A cold rain is falling on Pleasant Places, and I am trying to remember which poet it was that wrote "April is the cruelest month..." I should know that. After all, I was an English major, but that was years ago. Anyway, there is a frost warning tonight and I fear for my tomatoes. Surely it won't be cold enough to hurt the tiny baby peaches. I am so looking forward to those peaches.
Cold rain or no, I took a few minutes to walk through the woods today. "Checking the fence" I told myself, which is absolutely unnecessary as there is nothing in the pasture at the moment that requires a fence. Dutifully, I removed sticks and pulled a few encroaching vines, but mostly I looked at the wealth of wildflowers that grow on our wooded slopes: mayapple, solomons seal-real and false, many kinds of trillium, toadshade-which is blooming now, ladyslipper (I think, but it isn't blooming yet), some kind of lily with strappy foliage. and on down into the fields I find violets, buttercups, wild strawberry and barren strawberry and more. All poised to start the spring show...if only this cold rain will let up and the sun will come out again.
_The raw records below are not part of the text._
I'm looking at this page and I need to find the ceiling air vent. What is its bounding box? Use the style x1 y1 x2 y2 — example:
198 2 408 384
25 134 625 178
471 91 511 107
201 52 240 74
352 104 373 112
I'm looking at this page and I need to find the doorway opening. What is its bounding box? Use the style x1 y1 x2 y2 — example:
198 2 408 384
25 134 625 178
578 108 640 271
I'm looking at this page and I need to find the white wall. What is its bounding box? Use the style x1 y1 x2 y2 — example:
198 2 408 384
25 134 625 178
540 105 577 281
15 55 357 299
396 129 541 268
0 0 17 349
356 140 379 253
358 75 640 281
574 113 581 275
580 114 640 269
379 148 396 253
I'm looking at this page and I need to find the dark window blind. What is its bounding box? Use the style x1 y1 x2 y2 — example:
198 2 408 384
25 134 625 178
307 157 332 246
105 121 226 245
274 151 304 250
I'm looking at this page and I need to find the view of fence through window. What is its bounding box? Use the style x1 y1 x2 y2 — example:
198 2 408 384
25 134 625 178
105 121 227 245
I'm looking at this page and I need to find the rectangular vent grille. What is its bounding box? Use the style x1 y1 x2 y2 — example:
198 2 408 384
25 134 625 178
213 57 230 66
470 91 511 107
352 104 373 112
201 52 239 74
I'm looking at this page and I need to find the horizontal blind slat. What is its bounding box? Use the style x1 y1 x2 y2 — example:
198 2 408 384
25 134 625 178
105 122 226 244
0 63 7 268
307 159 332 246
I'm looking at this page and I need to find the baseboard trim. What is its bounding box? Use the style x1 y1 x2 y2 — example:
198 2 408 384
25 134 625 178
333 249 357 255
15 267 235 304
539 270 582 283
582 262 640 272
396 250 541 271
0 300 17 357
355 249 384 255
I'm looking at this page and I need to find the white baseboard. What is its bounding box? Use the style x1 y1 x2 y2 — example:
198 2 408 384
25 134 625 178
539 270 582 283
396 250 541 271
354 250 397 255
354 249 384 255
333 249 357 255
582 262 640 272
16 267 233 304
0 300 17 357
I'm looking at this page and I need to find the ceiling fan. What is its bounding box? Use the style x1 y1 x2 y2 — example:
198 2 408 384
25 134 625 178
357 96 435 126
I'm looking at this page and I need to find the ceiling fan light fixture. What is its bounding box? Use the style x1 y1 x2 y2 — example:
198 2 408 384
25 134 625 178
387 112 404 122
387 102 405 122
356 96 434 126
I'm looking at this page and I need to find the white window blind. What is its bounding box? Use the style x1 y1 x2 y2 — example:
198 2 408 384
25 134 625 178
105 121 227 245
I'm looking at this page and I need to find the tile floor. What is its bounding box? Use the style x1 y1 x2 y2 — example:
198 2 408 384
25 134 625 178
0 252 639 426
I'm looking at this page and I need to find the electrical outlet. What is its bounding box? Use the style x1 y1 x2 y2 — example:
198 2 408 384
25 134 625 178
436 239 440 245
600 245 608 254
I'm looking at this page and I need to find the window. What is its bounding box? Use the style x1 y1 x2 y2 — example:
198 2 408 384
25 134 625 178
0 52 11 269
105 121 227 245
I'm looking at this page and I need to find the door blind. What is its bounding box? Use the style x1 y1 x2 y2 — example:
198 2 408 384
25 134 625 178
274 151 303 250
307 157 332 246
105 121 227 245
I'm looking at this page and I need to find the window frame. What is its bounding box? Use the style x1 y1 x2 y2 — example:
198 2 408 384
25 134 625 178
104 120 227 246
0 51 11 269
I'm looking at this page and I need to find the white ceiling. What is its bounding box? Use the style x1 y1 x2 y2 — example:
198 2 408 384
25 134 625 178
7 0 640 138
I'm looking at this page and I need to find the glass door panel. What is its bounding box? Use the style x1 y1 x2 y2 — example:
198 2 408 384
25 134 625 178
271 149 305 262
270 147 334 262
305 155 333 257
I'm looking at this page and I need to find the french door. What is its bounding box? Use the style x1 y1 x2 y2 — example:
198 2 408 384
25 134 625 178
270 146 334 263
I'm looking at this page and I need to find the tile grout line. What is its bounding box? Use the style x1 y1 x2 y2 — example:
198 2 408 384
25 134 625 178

Sunday we finished fixing the barn so the chickens can't get in and roost in the rafters. They make such a mess below and they do have their own house after all. The night we finished I stayed down there awhile and watched some of them determinedly inspect every square inch of our work trying to find a weak spot. My persistence gave out before theirs and I went to the house before they went to roost. Today when I went down two hens were in there. One sat on a bale of hay where they like to lay and one perched on the top of the stall. I ran them out and walked around yet again looking for their way in. I plugged a few places under walls, and then took my fence walk and when I got back...there she was again, sitting smugly on her nest. I think that hens are a great deal more intelligent than we have been lead to believe.